To date, about 7 million firearms have been registered, leaving an estimated 1
million unaccounted for.
If
there were some irrefutable proof that the registry had led to a decrease in the
number of murders and suicides, Canadians might will support it, despite its
astronomical cost. Unfortunately, proof of a cause-and-effect nature is hard to
come by. It might be, as Calgary criminologist Mahfooz Kanwar said earlier this
year, that any control on guns can help, and that eventually the registry will
have an impact. But $1 or $2 billion is a lot to spend on a "might
be."
The
question then becomes whether there is a cheaper, more efficient, less invasive
way to lower the incidence of gun crimes.
Keeping
U.S.-made guns out of Canada would certainly help. As many as half the handguns
recovered by Toronto police, and 75 per cent of the handguns associated with
Toronto homicides, have been smuggled across the U.S. border. These are not
weapons likely ever to be registered. More border guards and police officers,
and better equipment at the borders, would help fight this plague.
There
is also the matter of Canada's 131,000 convicted criminals who have been banned
from owning firearms. The registry does not keep track of them.

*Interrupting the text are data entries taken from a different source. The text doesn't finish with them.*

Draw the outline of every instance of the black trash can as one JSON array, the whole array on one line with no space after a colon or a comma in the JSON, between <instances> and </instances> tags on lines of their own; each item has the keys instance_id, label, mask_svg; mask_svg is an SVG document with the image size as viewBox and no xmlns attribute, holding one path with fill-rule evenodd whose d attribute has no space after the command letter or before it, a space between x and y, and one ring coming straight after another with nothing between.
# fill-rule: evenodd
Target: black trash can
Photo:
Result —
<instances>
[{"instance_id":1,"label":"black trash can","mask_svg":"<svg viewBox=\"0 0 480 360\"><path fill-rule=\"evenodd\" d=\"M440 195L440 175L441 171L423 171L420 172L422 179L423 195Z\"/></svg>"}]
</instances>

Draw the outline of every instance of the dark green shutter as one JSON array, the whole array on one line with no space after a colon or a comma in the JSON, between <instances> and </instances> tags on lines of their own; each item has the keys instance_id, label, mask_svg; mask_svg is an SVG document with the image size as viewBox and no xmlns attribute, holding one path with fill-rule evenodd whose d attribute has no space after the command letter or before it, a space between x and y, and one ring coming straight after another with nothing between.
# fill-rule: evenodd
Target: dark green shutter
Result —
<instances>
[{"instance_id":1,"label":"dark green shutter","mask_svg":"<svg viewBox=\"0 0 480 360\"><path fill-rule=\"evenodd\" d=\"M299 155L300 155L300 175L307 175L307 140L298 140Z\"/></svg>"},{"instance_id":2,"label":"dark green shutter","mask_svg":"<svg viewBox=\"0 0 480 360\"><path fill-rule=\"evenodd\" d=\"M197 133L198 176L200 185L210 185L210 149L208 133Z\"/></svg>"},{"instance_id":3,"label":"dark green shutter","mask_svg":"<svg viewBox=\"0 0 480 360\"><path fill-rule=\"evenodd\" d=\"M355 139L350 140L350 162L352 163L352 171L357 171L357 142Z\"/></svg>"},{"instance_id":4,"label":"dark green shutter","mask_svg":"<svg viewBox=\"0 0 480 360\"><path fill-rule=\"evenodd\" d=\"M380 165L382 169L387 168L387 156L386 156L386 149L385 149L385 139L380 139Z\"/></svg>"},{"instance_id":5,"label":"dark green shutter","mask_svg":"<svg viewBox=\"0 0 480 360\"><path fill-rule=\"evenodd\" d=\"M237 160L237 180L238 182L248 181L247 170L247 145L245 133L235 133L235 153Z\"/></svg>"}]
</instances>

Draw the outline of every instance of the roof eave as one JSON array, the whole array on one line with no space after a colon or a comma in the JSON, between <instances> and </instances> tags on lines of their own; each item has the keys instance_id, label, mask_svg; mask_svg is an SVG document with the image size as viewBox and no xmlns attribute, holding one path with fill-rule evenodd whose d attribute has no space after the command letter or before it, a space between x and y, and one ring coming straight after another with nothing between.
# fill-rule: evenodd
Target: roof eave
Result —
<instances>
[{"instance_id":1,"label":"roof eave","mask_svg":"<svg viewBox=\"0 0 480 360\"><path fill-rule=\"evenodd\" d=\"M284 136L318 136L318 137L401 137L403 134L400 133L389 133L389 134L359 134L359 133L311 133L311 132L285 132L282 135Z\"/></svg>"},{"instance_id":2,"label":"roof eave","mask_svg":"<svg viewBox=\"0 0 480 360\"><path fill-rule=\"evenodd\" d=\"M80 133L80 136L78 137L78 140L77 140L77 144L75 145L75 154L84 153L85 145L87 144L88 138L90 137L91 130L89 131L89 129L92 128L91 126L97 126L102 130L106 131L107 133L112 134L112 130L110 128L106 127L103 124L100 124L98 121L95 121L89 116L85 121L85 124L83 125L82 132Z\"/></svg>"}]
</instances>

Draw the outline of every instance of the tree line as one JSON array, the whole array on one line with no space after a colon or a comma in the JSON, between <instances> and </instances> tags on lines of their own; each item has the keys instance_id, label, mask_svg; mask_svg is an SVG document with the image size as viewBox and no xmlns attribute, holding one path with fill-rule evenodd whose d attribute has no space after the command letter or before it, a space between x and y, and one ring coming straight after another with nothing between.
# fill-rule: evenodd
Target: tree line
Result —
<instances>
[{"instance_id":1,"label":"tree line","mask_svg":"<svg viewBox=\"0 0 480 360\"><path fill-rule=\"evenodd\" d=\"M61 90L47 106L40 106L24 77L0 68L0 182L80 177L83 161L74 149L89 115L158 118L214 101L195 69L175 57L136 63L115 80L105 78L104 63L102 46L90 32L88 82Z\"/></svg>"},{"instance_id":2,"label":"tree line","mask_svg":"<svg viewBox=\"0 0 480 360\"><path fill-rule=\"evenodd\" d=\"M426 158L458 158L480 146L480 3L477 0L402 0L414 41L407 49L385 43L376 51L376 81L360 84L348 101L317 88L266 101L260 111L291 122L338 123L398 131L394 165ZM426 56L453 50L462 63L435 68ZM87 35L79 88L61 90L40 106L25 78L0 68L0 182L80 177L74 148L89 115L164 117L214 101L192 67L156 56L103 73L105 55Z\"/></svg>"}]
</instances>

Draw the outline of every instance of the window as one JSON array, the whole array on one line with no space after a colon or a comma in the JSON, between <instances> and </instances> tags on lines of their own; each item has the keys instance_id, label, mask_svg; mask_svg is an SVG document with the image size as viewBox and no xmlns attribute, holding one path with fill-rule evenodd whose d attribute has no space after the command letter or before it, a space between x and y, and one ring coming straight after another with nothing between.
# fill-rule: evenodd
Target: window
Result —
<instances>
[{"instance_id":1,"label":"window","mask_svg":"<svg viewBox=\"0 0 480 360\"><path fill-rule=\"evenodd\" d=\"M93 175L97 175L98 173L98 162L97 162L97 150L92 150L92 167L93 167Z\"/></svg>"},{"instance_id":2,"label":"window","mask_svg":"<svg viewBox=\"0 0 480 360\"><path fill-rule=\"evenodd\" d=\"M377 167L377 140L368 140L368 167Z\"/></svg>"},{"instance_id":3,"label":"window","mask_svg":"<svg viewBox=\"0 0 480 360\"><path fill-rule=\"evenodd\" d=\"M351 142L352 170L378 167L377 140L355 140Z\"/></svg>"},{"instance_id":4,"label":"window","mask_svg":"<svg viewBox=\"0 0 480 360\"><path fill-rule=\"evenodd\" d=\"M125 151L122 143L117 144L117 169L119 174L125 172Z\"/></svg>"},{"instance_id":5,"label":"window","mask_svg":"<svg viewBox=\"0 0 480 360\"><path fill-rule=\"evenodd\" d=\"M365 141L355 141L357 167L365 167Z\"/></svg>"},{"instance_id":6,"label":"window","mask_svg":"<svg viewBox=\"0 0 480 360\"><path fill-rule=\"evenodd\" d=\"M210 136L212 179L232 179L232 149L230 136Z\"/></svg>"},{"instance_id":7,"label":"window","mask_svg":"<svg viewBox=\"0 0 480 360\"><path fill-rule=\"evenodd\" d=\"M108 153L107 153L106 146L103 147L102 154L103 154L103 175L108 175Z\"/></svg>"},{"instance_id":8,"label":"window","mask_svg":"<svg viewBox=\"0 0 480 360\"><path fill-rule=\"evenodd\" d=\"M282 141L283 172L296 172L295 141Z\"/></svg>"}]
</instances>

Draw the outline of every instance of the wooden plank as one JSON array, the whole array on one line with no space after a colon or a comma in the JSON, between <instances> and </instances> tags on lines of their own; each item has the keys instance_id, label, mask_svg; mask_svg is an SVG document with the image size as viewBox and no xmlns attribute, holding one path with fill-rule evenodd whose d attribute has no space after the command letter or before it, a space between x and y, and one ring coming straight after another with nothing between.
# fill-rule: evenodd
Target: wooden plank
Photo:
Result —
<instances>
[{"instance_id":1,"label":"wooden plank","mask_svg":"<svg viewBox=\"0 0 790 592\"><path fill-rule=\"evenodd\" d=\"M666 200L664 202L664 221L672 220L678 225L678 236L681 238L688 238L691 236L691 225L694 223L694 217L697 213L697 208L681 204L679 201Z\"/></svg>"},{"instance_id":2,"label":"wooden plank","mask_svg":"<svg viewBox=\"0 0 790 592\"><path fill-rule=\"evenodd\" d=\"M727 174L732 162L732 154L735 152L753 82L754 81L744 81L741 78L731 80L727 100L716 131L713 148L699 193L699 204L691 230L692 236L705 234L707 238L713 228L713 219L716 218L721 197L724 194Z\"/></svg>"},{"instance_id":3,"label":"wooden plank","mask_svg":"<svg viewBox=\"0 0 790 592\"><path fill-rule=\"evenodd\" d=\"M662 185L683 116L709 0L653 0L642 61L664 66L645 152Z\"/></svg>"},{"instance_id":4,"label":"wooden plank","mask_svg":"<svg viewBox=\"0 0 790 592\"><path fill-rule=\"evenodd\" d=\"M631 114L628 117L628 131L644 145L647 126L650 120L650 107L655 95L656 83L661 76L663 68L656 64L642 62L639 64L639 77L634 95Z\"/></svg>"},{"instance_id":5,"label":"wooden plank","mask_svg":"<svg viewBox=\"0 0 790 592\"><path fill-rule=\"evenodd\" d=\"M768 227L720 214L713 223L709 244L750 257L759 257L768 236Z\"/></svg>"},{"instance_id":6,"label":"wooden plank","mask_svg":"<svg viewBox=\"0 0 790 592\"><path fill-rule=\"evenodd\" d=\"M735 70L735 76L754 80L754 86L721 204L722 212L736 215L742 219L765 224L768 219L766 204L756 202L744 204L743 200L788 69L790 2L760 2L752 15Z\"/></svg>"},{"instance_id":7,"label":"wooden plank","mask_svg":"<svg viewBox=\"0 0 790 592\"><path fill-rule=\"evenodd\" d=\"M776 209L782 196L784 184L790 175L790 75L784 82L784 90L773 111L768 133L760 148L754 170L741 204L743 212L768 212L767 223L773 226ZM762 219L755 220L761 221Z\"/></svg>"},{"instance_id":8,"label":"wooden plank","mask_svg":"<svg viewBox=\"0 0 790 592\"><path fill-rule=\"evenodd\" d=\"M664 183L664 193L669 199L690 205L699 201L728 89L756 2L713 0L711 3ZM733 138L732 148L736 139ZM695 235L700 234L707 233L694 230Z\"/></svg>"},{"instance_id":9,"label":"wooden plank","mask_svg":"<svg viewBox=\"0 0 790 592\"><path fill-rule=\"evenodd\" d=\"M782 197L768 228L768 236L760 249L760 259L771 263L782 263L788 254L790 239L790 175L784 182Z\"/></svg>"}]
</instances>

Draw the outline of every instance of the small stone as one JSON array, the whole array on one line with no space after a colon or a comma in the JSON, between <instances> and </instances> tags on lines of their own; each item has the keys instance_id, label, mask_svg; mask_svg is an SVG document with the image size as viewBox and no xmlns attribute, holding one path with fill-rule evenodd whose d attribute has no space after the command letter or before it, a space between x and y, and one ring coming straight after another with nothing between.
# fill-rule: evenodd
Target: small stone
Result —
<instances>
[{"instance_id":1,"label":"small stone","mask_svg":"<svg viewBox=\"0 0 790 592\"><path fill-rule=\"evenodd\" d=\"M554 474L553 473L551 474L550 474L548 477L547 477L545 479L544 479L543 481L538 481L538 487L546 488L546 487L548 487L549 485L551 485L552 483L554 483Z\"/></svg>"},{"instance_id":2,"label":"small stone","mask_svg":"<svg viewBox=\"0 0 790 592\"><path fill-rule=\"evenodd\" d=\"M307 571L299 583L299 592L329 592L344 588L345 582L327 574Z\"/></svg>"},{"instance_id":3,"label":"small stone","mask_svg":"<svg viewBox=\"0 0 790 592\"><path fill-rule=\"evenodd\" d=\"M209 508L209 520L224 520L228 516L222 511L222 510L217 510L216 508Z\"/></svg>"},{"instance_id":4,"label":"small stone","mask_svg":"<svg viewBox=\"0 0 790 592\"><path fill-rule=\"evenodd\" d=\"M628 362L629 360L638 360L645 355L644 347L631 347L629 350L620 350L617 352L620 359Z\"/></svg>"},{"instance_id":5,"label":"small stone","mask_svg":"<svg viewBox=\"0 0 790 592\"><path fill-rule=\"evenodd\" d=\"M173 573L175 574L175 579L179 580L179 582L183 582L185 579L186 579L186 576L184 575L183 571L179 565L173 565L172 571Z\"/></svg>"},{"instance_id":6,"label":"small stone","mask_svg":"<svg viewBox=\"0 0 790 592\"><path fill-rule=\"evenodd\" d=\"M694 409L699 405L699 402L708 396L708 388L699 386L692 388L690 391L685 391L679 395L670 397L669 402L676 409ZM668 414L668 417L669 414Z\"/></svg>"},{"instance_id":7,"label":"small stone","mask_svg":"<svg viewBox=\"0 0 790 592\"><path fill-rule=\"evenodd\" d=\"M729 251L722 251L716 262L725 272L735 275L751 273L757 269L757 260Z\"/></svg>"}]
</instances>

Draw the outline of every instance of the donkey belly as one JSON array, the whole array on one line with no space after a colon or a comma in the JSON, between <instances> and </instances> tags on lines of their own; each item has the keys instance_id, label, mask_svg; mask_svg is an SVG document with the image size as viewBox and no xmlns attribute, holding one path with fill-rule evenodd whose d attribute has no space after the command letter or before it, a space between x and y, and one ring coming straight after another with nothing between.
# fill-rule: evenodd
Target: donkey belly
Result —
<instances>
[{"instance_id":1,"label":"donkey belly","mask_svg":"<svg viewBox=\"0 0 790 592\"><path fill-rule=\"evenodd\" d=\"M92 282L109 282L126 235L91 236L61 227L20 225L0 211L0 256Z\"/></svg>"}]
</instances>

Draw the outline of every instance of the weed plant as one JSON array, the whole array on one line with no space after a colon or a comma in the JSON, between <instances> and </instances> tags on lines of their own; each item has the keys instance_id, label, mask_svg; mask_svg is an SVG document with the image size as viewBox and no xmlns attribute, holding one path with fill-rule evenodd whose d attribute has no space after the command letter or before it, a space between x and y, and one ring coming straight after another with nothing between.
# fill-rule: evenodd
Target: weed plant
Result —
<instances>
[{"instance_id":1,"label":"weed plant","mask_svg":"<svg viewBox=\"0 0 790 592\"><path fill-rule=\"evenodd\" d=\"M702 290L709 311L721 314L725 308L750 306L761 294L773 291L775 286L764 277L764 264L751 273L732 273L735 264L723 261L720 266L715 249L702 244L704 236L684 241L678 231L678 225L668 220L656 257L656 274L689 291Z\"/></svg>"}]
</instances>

Last winter, for example, the Toronto Star reported that Daniel Greig, on parole
and prohibited from owning guns, illegally acquired the following weapons: a
six-shot, .44-calibre Smith & Wesson; a .45-calibre Block semi-automatic; a
.45-calibre Heckler and Koch semi-automatic; a 12-gauge Franchi pump-acton
shotgun with a pistol grip; an M-16; a .223-calibre Colt semi-automatic assault
rifle and several rounds of ammunition.
There
are too many holes in the current legislation. The screening falls far short of
protecting the public. The follow-up of known risks is also totally inadequate.
These are areas where money should be spent.
Turning
the whole mess over the RCMP, which is one of the options recently offered to
the government, is not a solution. Easing the burden on long-gun owners would
perhaps make the registry less unpopular, but would make it no more useful.
Punishing gun crimes is a good idea. Rigorous enforcement of laws limiting access to guns, especially for those with a criminal or violent history, is a good idea. But fiddling with the registry and then throwing good money after bad is not a good idea.